Enrichment results of differentially expressed proteins in severely damaged subchondral bone and less damaged subchondral bone. (A) GO enrichment of differentially expressed proteins is divided into three categories: biological process, cellular component, and molecular function. The significantly upregulated (upper the X axis) and downregulated (below the X axis) GO terms are presented. (B) The enrichment bubble map of differentially expressed proteins in the biological process. (C) The enrichment bubble map of differentially expressed proteins in the KEGG pathway. (D) The enrichment bubble map of differentially expressed proteins in the protein domain levels. (E) The enrichment bubble map of differentially expressed proteins in a cellular component.

Figure 4

Cluster analysis and interaction network of differentially expressed proteins in severely damaged subchondral bone and less damaged subchondral bone. (A) Clustering heat map based on KEGG pathway enrichment. Red and blue represent higher and lower enrichment folds, respectively. AAS, BAS, CAS, and DAS represent four sclerotic subchondral bones in the AS group. ANS, BNS, CNS, and DNS represent four less damaged subchondral bones in the NS group. (B) Protein–protein interaction network analysis of differentially expressed proteins. The top two networks are circled. Dashed circles represent the main pathways in which differentially expressed proteins were involved.
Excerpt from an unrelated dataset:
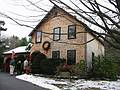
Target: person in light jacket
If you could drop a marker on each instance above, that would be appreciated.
(12, 63)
The size of circles represents the number of interacting proteins: the bigger the circle, the more proteins it interacts with, indicating the importance of that protein in the network.

Figure 5

Verification of proteomics results in clinical specimens and OVX-OA rats by using immunohistochemistry. (A) Representative and semiquantitative SerpinA5 expression in the less damaged subchondral bone (NS) and severely damaged subchondral bone (AS) groups. Panels A3 and A4 are higher resolution images of boxed areas in panels A1 and A2, respectively. Scale bar = 100 μm in A1 and A2 and scale bar = 50 μm in A3 and A4. (B) The semiquantitative results of SerpinA5 expression in NS and AS group. The IOD means integrated optical density. (C) Representative expression of SerpinA5 in the SHAM and OVX-OA groups. Panels C3 and C4 are higher resolution images of boxed areas in C1 and C2, respectively. Scale bar = 100 μm in C1 and C2, scale bar = 50 μm in C3 and C4. (D) The semiquantitative results of SerpinA5 expression in SHAM and OVX-OA groups.